What Is Presbyopia?
Presbyopia is a vision condition in which the crystalline lens of your eye loses its flexibility. This results in difficulty in focusing on close objects. Presbyopia affects 100% of the population by age 50. Currently, bifocals are the only successful way to treat presbyopia.
What causes presbyopia?
Your eye stops growing in your early teens. The lens, however, continues to grow and produces more and more cells. Eventually, the lens loses some of its elasticity and therefore loses some focusing ability.
The crystalline lens allows the eye to vary its optical power, permitting individuals with normal vision to view distant objects and refocus their eyes to see near objects sharply. This ability begins to decline around age 40 with the onset of presbyopia (literally “old eye”) when the lens starts to lose its flexibility. Presbyopic individuals with normal vision need reading glasses while nearsighted and farsighted patients need bifocals for clear viewing at both distance and near.
People who have low myopia (3 diopters or less) often notice that they can read fine print comfortably without their glasses well past the age of 40. This is because their nearsightedness allows them to focus at near without the use of any additional optical power from their crystalline lens.
At what age does presbyopia occur?
It varies from person to person. Although presbyopia may seem to develop suddenly, the actual decline takes place over the course of many years. Presbyopia usually becomes apparent to people in their early to mid-forties.
What are signs/symptoms of presbyopia?
Some signs/symptoms of presbyopia include the tendency to hold reading material at arms length, blurred vision at normal reading distance and eye fatigue along with headaches when attempting to do close work.

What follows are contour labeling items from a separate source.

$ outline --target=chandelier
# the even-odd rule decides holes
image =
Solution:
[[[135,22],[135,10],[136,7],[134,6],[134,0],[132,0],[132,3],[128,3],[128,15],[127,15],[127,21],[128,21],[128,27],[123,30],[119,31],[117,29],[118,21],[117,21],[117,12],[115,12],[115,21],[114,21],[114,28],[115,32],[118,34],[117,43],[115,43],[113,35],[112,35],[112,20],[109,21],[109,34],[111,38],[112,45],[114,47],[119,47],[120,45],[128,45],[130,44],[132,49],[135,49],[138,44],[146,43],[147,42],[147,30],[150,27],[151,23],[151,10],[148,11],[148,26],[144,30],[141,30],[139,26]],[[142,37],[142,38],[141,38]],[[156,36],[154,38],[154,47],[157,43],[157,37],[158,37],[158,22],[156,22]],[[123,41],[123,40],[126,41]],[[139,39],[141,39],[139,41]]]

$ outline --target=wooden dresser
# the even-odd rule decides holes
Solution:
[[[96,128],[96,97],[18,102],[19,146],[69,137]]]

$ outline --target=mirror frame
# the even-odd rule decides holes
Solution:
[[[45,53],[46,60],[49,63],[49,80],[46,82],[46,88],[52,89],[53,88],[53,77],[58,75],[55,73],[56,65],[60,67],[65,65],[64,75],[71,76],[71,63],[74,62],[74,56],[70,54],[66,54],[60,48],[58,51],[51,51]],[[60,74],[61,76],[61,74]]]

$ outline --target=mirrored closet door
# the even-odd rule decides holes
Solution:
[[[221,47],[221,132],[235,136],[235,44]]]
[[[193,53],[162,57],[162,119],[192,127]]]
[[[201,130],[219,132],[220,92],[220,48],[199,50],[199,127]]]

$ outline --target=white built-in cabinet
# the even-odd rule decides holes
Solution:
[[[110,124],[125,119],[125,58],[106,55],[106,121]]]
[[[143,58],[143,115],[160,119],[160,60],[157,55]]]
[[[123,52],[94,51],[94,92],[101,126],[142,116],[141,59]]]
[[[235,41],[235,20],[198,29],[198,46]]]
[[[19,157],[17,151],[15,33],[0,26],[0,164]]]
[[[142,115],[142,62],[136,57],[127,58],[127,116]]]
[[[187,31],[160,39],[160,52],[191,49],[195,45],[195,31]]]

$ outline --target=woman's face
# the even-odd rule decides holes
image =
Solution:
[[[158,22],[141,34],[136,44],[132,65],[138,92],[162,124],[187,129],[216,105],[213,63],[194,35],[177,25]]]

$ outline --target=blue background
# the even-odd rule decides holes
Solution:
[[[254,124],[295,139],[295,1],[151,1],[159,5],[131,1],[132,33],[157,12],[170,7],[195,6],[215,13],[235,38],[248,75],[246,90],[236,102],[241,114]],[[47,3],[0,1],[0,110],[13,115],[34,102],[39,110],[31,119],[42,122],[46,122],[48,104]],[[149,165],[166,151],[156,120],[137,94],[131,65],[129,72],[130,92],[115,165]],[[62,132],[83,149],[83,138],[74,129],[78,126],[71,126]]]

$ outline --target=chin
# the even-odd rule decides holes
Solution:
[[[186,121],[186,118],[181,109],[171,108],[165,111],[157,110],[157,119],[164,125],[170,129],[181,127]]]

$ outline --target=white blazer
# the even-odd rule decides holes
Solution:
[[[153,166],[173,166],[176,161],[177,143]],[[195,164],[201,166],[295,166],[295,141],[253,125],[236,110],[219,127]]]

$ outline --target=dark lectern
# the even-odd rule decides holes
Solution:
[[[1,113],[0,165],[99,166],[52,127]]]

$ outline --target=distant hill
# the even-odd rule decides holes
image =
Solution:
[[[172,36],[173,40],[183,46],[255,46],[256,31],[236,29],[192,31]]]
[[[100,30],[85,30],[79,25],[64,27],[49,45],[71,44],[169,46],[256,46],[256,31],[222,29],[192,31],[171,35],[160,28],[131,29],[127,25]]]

Can presbyopia be prevented?
Unfortunately not. Presbyopia is a natural part of the aging process.
How is presbyopia diagnosed?
A comprehensive eye examination by Dr. Milano will include testing the quality of your near vision. This will determine the extent, if any, of presbyopia.
How is presbyopia treated?
To compensate for presbyopia, Dr. Milano may prescribe reading glasses, bifocals, trifocals, or contact lenses. Since presbyopia can complicate other common vision conditions like nearsightedness, farsightedness, and astigmatism, your optometrist will perform other tests to determine the specific lenses that will allow you to see clearly. The doctor will also ask questions about your physical health and your occupational and recreational activities. This information will aid in determining what type of lenses you need.

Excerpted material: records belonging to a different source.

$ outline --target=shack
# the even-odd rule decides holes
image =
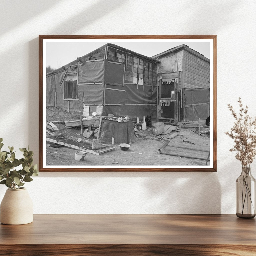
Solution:
[[[47,74],[46,106],[156,121],[159,62],[107,44]]]
[[[157,120],[205,122],[209,115],[210,60],[183,44],[152,57],[157,64]]]

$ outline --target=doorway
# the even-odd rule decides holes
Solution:
[[[158,119],[169,120],[170,123],[176,122],[177,79],[173,78],[160,80],[158,98]]]

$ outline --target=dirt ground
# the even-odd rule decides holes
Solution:
[[[78,120],[79,114],[68,113],[59,108],[48,108],[46,110],[46,121]],[[80,127],[67,129],[63,123],[56,124],[60,131],[78,138],[82,138]],[[192,129],[193,130],[193,129]],[[177,132],[173,132],[172,133]],[[141,136],[135,137],[135,141],[132,143],[129,150],[123,151],[118,145],[115,145],[115,150],[99,155],[90,153],[86,154],[83,162],[76,161],[75,152],[76,150],[65,147],[55,148],[46,147],[46,164],[47,165],[204,165],[205,161],[186,157],[161,154],[158,150],[164,141],[153,135],[151,129],[140,132]],[[189,141],[197,145],[206,146],[210,144],[210,139],[207,135],[198,136],[189,128],[181,128],[179,135],[172,141],[183,142]],[[169,134],[162,135],[164,138]],[[157,140],[146,139],[150,137]],[[90,139],[92,141],[92,138]],[[112,145],[111,145],[112,146]],[[118,162],[113,164],[112,161]],[[208,165],[209,164],[208,162]]]

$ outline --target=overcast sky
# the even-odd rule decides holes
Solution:
[[[47,42],[46,66],[58,68],[95,50],[108,43],[111,43],[143,55],[151,57],[183,44],[210,59],[209,42],[124,42],[106,41],[94,42]]]

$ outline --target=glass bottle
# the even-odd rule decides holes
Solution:
[[[255,180],[251,168],[243,167],[236,183],[236,211],[240,218],[249,219],[255,216]]]

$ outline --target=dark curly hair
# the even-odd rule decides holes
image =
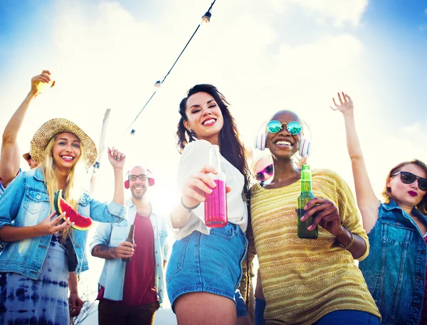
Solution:
[[[387,186],[387,181],[389,181],[389,179],[391,177],[391,175],[394,175],[398,171],[400,171],[402,167],[410,164],[418,166],[419,167],[423,169],[426,173],[427,173],[427,165],[426,165],[426,164],[424,164],[423,161],[418,159],[413,159],[411,161],[404,161],[395,166],[394,168],[391,169],[391,170],[389,172],[389,174],[387,175],[387,178],[386,179],[386,186],[382,192],[382,196],[385,199],[386,203],[390,203],[390,198],[394,198],[393,193],[391,193],[391,188]],[[416,208],[424,215],[427,215],[427,194],[424,194],[423,199],[417,206],[416,206]]]
[[[233,166],[234,166],[245,177],[245,193],[248,193],[249,191],[248,174],[249,170],[246,158],[248,153],[245,149],[245,146],[240,140],[240,136],[236,121],[231,116],[228,110],[230,105],[223,95],[222,95],[216,87],[212,85],[196,85],[191,88],[186,96],[179,103],[179,114],[181,119],[178,123],[178,129],[176,131],[177,146],[180,153],[182,153],[185,146],[194,141],[191,134],[184,126],[184,121],[188,119],[185,114],[186,107],[186,102],[190,96],[197,92],[206,92],[214,97],[222,113],[224,120],[223,126],[219,132],[219,147],[221,154],[227,159]]]

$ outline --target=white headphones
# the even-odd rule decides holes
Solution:
[[[302,122],[304,124],[303,127],[307,127],[309,131],[309,133],[311,136],[311,132],[308,125],[305,122]],[[258,132],[258,134],[255,137],[254,146],[255,149],[258,150],[263,151],[265,149],[265,139],[267,135],[267,123],[264,122],[260,129],[264,129],[263,132]],[[301,157],[307,157],[310,156],[310,138],[302,136],[301,138],[301,143],[300,144],[300,148],[298,150],[298,154]]]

Bifocal lenses allow the user to view distance objects through the top portion of their glasses, and near objects with magnifiers added to the bottom portion of their glasses. Recently, these lenses can be blended together to produce a “progressive add” or “no line” bifocal.
Will I have to wear glasses all the time?
This will depend on a number of factors, including any other vision conditions you have. You may only need your glasses for reading, sewing or other close work. However, you may find that wearing your glasses all the time is more beneficial and convenient for your vision needs
Can I still wear contact lenses?
Great strides are being made in the area of contact lenses. New technology is making it possible for many vision conditions, including presbyopia, to be corrected with contact lenses. Dr. Milano can help decide what is right for you.
Why are frequent lens changes necessary after 40?
he effects of presbyopia constantly change the ability of the crystalline lens to focus properly. As a result, periodic changes in your eyewear are necessary to maintain correct vision.
How will presbyopia affect my lifestyle?
After adjusting to your new eyewear, you should find that you can still do all the things you did before. Presbyopia will probably not have a significant effect on your lifestyle.